Monday, November 4, 2019

University of Iowa College of Education students, faculty, and staff reflected on their experiences as first-generation students in a panel discussion on Monday, November 4th, in the Baker Teacher Leader Center.

First-Generation students are the first in their immediate family to attend college. While first-generation students are often academically prepared, they tend to graduate at lower rates than their peers, according to the National Center for Education Statistics. These students often deal with social isolation, financial concerns, and fear of failure or a sense they do not belong at school.

“Being a first-generation student, I thought I wasn’t smart enough to be here, so I never wanted to speak up, “ says Elementary Education student Melissa Cruz. “ But we bring a very unique perspective to class and our professors and our peers want to hear from us.”

As an undergraduate first-generation student at the University of Colorado, doctoral candidate in Higher Education and Student Affairs, Cole Dennison, says experienced extreme financial distress and basic needs insecurity.  After the financial crash of 2008, Dennison was let go from his full-time job, and was forced to live out of his car while completing his degree.
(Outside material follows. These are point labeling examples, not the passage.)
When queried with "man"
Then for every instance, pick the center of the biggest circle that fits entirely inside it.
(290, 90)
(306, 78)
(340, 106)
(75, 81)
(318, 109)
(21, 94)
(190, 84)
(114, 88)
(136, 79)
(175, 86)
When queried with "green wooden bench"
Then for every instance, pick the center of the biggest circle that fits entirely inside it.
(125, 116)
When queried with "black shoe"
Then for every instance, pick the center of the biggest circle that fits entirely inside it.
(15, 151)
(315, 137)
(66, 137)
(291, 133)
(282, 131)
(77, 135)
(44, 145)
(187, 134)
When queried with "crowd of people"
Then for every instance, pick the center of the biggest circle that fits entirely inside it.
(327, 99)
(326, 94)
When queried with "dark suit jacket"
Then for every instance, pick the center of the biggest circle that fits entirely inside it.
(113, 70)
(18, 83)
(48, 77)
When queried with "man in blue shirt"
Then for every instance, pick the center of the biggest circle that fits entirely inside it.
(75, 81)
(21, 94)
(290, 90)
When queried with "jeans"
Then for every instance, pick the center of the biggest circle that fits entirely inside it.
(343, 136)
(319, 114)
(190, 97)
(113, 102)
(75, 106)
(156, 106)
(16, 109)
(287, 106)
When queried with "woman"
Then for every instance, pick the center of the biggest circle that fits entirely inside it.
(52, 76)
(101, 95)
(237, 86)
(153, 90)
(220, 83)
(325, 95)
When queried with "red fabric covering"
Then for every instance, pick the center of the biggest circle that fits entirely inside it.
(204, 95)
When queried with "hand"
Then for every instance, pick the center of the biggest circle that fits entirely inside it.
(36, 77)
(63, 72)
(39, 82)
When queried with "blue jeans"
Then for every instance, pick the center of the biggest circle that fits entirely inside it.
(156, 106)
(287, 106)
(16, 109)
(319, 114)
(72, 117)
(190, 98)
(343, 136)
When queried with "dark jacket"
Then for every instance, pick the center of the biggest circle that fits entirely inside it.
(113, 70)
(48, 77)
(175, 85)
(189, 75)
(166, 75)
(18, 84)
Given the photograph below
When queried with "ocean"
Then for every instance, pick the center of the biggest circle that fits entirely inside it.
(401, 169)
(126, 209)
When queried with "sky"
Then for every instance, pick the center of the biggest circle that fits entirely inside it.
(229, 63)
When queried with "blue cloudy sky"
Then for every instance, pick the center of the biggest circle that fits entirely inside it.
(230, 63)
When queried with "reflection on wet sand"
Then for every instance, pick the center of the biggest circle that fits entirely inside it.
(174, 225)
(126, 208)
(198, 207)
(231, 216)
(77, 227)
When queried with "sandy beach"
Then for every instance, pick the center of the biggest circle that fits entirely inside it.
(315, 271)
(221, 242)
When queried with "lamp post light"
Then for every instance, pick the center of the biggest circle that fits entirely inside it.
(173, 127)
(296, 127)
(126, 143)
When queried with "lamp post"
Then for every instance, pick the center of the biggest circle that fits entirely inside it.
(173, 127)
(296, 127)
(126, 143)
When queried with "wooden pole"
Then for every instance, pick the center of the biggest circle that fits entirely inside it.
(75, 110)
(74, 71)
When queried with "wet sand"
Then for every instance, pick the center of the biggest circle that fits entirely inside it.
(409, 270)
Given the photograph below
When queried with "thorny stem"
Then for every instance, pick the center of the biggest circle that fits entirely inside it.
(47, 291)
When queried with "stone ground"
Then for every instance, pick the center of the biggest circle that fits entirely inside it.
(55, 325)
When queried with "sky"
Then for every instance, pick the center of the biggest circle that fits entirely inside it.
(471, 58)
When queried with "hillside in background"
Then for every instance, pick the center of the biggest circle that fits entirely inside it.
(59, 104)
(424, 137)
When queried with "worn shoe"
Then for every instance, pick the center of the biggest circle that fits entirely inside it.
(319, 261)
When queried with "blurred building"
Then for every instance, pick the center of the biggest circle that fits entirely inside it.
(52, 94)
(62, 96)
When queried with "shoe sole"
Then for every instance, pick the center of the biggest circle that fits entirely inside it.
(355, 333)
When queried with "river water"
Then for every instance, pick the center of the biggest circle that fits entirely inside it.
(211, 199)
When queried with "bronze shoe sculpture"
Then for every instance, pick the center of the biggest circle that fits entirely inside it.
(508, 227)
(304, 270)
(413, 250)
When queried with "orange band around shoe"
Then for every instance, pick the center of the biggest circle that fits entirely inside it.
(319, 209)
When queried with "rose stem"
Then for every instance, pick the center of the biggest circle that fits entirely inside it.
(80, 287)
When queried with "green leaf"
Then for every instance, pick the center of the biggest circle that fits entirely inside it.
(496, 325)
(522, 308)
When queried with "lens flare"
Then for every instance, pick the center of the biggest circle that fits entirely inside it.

Without support from university faculty, Dennison says he would not have been able to finish his degree.

“I reached out to my professors and told them about my situation. If it wasn’t for faculty and staff on campus that invested in me, I wouldn’t be here,” says Dennison. “First-generation students are especially at risk for issues of basic needs insecurity. As faculty, if you talk about resources available to students who are experiencing homelessness or food insecurity, it can go a long way in helping your students.

Twenty percent of College of Education students identify as first-generation students. The panel served as part of an ongoing commitment to supporting first-generation students in the College of Education.

“On our campus, there are people here who care about you. I want to make sure students know that it is okay to ask for help,” says College of Education Dean Daniel Clay, who was also a first-generation student. “These discussions are so important as we find ways to support all of our students and encourage them to be successful.”

A College of Education First-Gen Task Force has been formed to support undergraduate and graduate First-Generation Students.

The panel is part of a full week of events at the University of Iowa honoring National First-Generation College Celebration.